The problems weren’t just in the user experience of taking and sending a picture.  One of the more fundamental reasons was social – and indeed we had most of the data available on that already. For a while at Orange we had been doing studies into calling patterns and communication circles. We had asked: how many people do you call and SMS, and how often?  In the graph below I show the number of people in a calling circle based on the number of calls made in a month. You can see it rising to about 40 in the UK (blue), 35 (green) in France and 30 (red) in Switzerland.
 

What the data showed was that you would send SMS to a far smaller group of people than you would call.
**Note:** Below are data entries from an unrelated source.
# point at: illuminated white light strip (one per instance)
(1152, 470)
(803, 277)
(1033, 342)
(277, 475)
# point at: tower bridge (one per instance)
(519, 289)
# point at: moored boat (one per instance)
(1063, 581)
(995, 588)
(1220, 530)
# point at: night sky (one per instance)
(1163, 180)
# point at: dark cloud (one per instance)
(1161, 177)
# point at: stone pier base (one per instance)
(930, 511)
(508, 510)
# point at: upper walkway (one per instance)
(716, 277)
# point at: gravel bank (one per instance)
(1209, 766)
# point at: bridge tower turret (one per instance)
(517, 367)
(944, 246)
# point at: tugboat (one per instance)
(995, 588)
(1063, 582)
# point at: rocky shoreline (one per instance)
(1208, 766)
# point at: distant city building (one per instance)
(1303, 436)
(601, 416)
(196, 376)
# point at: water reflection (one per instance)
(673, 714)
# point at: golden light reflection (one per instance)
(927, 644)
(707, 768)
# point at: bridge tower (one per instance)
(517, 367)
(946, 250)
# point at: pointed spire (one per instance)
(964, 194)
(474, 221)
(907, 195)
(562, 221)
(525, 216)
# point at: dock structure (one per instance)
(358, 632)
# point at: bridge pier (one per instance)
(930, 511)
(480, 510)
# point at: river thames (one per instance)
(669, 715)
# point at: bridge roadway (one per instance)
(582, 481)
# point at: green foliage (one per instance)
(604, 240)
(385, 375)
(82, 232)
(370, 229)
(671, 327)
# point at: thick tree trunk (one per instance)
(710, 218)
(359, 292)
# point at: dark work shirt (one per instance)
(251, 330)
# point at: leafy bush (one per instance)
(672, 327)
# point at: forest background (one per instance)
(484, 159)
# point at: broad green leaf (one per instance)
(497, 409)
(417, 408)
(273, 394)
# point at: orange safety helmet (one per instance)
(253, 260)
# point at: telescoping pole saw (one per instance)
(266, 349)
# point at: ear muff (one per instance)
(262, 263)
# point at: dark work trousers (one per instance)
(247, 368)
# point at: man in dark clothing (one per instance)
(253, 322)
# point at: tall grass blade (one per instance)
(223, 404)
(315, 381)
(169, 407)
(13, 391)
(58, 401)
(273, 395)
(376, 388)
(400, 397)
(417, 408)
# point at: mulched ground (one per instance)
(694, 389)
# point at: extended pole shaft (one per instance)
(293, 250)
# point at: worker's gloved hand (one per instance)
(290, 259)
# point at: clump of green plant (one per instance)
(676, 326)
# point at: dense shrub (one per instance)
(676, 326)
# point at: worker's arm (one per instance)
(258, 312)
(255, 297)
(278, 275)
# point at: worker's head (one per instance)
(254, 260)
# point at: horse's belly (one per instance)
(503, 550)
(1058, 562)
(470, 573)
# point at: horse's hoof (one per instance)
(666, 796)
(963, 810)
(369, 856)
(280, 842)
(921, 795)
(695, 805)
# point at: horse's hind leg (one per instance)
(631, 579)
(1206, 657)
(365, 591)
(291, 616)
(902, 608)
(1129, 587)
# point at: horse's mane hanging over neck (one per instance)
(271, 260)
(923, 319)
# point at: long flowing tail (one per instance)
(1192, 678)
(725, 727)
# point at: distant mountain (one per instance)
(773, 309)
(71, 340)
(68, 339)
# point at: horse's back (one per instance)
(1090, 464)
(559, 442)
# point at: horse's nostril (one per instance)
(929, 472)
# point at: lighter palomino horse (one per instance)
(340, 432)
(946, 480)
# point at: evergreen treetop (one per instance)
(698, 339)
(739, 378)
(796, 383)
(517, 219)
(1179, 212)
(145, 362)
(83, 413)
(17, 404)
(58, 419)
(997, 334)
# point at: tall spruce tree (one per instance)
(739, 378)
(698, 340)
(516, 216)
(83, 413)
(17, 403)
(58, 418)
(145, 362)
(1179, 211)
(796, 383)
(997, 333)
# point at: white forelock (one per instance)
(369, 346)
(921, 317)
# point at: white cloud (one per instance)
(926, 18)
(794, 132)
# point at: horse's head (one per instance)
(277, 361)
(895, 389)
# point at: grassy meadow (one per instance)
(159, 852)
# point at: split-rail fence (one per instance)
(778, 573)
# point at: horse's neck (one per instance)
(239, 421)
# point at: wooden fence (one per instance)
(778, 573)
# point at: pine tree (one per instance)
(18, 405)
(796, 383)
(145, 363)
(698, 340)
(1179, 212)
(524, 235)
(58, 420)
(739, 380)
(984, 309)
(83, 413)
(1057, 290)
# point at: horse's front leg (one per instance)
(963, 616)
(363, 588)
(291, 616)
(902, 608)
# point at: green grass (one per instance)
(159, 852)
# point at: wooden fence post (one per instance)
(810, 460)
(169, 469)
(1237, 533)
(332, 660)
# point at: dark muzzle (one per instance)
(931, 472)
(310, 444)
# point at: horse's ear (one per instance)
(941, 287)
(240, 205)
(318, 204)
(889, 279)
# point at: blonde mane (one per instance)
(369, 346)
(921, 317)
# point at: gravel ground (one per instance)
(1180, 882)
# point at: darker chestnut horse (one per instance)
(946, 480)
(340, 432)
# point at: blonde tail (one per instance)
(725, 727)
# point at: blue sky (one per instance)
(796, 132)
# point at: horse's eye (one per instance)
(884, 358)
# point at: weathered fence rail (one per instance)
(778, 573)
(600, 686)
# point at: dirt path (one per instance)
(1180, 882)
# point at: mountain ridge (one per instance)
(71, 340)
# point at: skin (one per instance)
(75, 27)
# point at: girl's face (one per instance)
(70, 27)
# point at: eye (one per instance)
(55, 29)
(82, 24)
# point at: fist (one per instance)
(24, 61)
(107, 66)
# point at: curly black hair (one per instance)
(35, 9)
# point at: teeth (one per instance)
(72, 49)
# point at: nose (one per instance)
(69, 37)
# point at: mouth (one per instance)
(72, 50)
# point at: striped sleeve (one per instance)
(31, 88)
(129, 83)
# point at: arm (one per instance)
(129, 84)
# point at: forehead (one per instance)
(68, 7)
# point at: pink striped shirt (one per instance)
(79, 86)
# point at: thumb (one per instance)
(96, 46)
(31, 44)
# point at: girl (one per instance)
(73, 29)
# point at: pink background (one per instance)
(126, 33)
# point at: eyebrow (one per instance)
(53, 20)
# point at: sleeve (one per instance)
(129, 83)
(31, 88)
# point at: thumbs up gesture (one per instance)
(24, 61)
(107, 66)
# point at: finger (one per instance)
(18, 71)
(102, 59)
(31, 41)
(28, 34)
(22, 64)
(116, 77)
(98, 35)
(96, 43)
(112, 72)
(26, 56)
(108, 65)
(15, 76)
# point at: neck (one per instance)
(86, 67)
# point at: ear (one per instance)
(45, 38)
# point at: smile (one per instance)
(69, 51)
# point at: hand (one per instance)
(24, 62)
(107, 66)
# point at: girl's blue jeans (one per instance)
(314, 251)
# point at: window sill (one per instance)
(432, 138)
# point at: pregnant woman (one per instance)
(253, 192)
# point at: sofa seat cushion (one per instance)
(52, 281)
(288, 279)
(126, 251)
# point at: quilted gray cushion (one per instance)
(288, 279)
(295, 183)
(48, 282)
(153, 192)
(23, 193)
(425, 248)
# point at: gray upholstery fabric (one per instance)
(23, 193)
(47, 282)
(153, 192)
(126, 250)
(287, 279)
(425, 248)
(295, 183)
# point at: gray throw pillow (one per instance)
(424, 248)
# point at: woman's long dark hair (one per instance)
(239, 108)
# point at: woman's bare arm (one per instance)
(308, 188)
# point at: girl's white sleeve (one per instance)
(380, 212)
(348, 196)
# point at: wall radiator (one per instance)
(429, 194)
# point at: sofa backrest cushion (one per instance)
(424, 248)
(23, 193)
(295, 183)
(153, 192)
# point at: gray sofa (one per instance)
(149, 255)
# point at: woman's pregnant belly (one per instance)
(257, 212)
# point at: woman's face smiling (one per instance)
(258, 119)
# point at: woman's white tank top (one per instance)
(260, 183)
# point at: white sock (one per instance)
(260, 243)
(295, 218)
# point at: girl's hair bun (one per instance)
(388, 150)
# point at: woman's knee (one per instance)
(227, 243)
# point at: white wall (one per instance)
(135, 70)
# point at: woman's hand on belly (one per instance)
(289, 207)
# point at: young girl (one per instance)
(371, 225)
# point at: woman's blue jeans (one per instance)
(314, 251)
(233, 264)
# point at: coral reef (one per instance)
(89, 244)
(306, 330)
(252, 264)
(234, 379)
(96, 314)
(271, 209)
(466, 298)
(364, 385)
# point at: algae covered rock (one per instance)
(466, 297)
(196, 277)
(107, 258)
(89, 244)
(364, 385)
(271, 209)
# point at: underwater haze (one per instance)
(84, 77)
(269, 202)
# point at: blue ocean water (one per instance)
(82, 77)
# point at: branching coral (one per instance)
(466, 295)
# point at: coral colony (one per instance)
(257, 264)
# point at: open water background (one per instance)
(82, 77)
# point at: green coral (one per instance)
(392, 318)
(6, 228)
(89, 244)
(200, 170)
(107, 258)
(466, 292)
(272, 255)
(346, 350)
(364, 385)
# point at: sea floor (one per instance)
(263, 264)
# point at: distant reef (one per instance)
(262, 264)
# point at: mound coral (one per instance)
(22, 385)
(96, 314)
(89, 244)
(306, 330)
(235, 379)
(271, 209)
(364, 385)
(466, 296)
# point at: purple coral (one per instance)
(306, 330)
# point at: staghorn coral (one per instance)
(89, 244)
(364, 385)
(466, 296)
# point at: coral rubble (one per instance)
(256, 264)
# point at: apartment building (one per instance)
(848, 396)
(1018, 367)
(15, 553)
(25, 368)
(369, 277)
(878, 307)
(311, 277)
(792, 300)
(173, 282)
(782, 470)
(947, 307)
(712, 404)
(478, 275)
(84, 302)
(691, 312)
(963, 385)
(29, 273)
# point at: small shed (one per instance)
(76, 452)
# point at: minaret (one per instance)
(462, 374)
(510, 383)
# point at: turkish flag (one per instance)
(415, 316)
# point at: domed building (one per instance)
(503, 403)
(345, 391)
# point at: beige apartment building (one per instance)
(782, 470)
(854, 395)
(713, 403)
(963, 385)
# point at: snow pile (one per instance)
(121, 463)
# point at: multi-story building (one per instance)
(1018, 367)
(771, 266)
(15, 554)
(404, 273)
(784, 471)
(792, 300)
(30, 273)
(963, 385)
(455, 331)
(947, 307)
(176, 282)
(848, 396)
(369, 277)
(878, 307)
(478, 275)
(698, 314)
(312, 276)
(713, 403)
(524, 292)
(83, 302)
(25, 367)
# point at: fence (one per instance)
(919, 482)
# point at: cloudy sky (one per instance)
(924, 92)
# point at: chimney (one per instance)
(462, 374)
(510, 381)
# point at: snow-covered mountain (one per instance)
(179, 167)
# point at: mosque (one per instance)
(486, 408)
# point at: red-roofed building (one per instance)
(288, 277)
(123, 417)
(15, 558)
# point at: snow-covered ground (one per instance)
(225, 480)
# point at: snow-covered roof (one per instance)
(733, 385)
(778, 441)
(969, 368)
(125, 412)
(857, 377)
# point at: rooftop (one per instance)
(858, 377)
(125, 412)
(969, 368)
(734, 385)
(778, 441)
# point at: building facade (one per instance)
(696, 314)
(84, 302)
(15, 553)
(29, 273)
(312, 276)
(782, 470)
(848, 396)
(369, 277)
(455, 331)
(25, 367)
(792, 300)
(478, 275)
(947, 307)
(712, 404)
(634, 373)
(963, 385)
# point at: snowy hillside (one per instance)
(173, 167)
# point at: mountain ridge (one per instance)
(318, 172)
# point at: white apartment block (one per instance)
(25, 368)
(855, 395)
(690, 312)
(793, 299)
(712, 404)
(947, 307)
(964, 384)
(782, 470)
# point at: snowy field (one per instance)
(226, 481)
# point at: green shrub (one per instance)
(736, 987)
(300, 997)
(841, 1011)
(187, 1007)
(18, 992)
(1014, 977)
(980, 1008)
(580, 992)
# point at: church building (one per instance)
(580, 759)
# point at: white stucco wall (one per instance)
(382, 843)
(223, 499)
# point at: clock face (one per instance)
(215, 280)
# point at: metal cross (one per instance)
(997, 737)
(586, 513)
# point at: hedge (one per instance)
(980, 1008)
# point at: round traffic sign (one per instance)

It also showed that for most people, no matter how many SMS they sent, their SMS circle was a more intimate group and tended to plateau at no more than 10.  

It is easy to look at these issues through the lens of hindsight, but when estimating how many pictures someone might send we had assumed that people would share them widely, with lots of different friends. A better guide would have been the much smaller social circle who they would send text messages to. It is mildly ironic that people now often do share their pictures widely, with an extended group of friends, and via their mobile phones, just using things like Twitter, Facebook and Instagram – and not using MMS!

Best friends

It wasn’t just the size of your social circle that mattered. We had also analysed “top contacts” – the people you called or text messaged the most frequently. This next graph plots the Swiss data, and shows that your top contact represents around 40% of all the calls you make, but that in the case of SMS this is 60%.

A simple conclusion would have been that if your top contact did not have an MMS-enabled phone, and so couldn’t receive your picture message (or send you one back), then you were extremely unlikely to send a picture at all.  

This was illustrated by the evidence from those who did use the service. In a despairing roll of the dice, Orange a couple of years later sold pairs of phones with photo messaging capability. One for you, one for your top contact.  This might have been an effective strategy at a time when lots of people were still getting new phones and upgrading for the first time – but the price of all the 3G licences (and the cost of building networks that would enable data and pictures to be sent in larger number) weighed heavily on the service.

Pricing pictures

The last factor that was preventing uptake of the service revolved around personal biases relating to price.  People like to know what they are going to spend.  People who are anxious about price don’t spend much.  Indeed, to the credit of the mobile phone networks, a lot of work was being done around creating bundles that removed the worry over what you were going to spend.  The only problem with picture messaging was how to price it.  

To avoid all the confusion over how big a picture was and given that the whole idea of data was a relatively new one, the choice was made to price picture messages at 50p each – which was roughly five times the cost of a text message at the time.  This was quite a high barrier to trial and repeat, as the perceptions of price were anchored to the relative price of a text message.  

A few years after launch, some half-hearted efforts were made to introduce picture messaging bundles, but uptake of these was even smaller and slower than the use of picture messages. Indeed it is only with data packages offering all you can eat (within reason) that usage of pictures is growing significantly. Again, things like Facebook are much more efficient than sending a picture to lots of different people .

So what have we learned? That starting habits and maintaining habits among consumers – which is what marketing is about, isn’t it? –  requires us to look at data through the lens of human behaviour.  No matter how much data you have, you still want people to start, stop or keep doing things, and that requires understanding, testing, failure, humility and not just data.